In "Live By Night," Ben Affleck's 1920s era protagonist has chosen the former path, what with coming back from the battlefields of WWI a changed man. Despite his father (Brendan Gleeson) being a career cop with a figurative blind eye toward his son's endeavors, Joe makes a living as a small-time crook and wants no part of the Italian or Irish mob operations run respectively by Maso Pescatore (Remo Girone) and Albert White (Robert Glenister).

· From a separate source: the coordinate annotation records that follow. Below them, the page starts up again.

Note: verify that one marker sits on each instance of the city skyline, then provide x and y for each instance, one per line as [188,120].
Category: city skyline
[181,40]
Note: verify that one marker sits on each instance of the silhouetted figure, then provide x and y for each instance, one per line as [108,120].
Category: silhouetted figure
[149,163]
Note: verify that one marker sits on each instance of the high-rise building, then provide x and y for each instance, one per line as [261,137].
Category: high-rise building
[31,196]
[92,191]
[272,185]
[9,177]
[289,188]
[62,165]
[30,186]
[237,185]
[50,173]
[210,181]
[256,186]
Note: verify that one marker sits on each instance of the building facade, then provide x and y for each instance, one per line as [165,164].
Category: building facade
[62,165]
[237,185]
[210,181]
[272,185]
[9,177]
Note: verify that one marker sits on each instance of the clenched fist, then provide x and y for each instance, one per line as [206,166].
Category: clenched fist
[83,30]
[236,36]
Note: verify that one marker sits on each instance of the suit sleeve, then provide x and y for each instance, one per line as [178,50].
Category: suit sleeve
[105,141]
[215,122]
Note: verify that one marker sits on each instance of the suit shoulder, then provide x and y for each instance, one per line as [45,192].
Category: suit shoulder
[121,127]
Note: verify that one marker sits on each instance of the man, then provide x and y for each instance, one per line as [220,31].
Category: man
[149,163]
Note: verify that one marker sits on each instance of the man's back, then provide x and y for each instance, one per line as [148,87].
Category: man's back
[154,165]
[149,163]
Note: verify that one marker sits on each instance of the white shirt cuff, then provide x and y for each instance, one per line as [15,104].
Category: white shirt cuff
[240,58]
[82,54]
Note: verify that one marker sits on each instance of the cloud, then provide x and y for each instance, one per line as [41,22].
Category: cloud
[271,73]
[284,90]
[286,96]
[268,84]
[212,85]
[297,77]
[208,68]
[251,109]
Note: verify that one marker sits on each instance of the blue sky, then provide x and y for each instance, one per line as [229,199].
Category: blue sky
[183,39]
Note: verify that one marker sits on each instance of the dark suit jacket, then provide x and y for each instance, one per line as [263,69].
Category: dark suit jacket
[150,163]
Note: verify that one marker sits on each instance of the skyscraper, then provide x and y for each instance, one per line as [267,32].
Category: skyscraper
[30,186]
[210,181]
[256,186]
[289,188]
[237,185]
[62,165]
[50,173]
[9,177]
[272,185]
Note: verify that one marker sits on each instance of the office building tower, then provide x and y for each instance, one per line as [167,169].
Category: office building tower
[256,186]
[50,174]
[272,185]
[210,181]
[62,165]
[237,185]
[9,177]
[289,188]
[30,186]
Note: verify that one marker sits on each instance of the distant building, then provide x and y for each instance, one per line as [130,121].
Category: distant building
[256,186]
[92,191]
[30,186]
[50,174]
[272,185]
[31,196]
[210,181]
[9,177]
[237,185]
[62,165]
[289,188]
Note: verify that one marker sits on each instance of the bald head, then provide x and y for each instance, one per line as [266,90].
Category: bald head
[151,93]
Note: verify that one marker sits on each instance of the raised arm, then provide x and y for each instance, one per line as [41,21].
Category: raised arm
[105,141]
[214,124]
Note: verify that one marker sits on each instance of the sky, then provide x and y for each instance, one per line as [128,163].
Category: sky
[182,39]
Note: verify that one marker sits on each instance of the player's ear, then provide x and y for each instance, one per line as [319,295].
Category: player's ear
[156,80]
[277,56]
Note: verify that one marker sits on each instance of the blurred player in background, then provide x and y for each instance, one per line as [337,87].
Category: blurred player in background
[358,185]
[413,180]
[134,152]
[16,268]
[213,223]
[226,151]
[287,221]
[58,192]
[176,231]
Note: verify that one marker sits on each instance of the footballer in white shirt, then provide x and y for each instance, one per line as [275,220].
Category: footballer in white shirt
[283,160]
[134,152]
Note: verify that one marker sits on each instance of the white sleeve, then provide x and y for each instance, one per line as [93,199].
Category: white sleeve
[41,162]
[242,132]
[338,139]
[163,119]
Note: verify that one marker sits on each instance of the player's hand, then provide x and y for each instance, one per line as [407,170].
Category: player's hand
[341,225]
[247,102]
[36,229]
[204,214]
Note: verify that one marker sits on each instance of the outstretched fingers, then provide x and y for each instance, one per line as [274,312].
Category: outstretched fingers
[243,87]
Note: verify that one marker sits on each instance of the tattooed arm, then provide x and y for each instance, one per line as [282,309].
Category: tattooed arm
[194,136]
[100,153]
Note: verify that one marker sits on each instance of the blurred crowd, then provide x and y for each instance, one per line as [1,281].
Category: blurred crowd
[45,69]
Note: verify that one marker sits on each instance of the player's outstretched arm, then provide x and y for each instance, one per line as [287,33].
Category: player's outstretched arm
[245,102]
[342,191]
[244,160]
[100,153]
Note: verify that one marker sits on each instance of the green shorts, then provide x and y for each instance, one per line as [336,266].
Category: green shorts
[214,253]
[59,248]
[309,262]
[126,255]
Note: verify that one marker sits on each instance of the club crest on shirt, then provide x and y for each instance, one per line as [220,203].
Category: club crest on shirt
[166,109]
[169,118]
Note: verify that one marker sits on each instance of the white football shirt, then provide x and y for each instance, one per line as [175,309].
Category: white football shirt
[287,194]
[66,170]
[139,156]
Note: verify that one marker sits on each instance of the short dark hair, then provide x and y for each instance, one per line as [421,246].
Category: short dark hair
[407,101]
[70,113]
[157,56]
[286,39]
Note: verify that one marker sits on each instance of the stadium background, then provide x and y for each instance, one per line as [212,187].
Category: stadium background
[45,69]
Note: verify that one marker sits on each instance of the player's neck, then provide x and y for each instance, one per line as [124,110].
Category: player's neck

The only problem is he's having a fling with Emma (Sienna Miller) who just so happens not only to be his "inside man" for some of the robberies, but also the girlfriend of the Irish mob boss. That naturally doesn't end well, which also holds true for a bank robbery getaway that leaves a number of cops dead and Joe jailed for a few years.

When he gets out, he wants revenge on Albert and thus aligns himself with Maso, resulting in him and one of his former crew members, Dion (Chris Messina), headed to Tampa to run operations down there and put the Irish mafioso (who's also relocated there) out of business.

That involves aligning himself with a Cuban cigar enterprise run by Esteban Suarez (Miguel J. Pimentel) and his sister, Graciela (Zoe Saldana) -- who draws Joe's eye and vice-versa -- as well as the local sheriff (Chris Cooper) who's okay with criminal behavior as long as it stays within the parameters he defines. Besides, that lawman is a bit distracted by the fact that his daughter (Elle Fanning) is headed off to Hollywood to be a star.

As Joe and Dion build the business and work to open a casino and thus go legit they end up facing some foes that usually don't appear in gangster flicks. And those would be the KKK -- represented by RD Pruitt (Matthew Maher) who's more than just a loose cannon -- and evangelical Christians who see gambling, and thus the casino, as sinful.

That's a lot of plot lines and characters for a gangster film that clocks in at just a bit more than two hours, and Affleck -- who also directs from his own screenplay -- doesn't always manage to keep things flowing as smoothly as one would like. In fact, at times the flick feels downright haphazard and certainly over-ambitious in terms of cramming so much into what's supposed to be a sprawling gangster epic that ultimately falls short.

Individual sequences, moments and performances sometimes work fairly well. Yet, as a collective whole, the overall experience isn't as successful as it feels disjointed and like it's trying too hard, with Affleck's recurring voice-over narration coming off as a desperate, yet lazy attempt to bring it all together. And aside from the brief inclusion of the mob vs. the KKK material, there's nothing notable that we haven't seen before -- and often done in a more engaging or fascinating way -- in other bygone mob/gangster movies of old.

All of which is too bad and a bit surprising considering Affleck previous being behind the camera has resulted in the likes of "Argo," "The Town" and "Gone Baby Gone." This one falls short of those, which is something of a crime, although it's unlikely it's going to steal too much money from the box office. "Live By Night" rates as a 4.5 out of 10.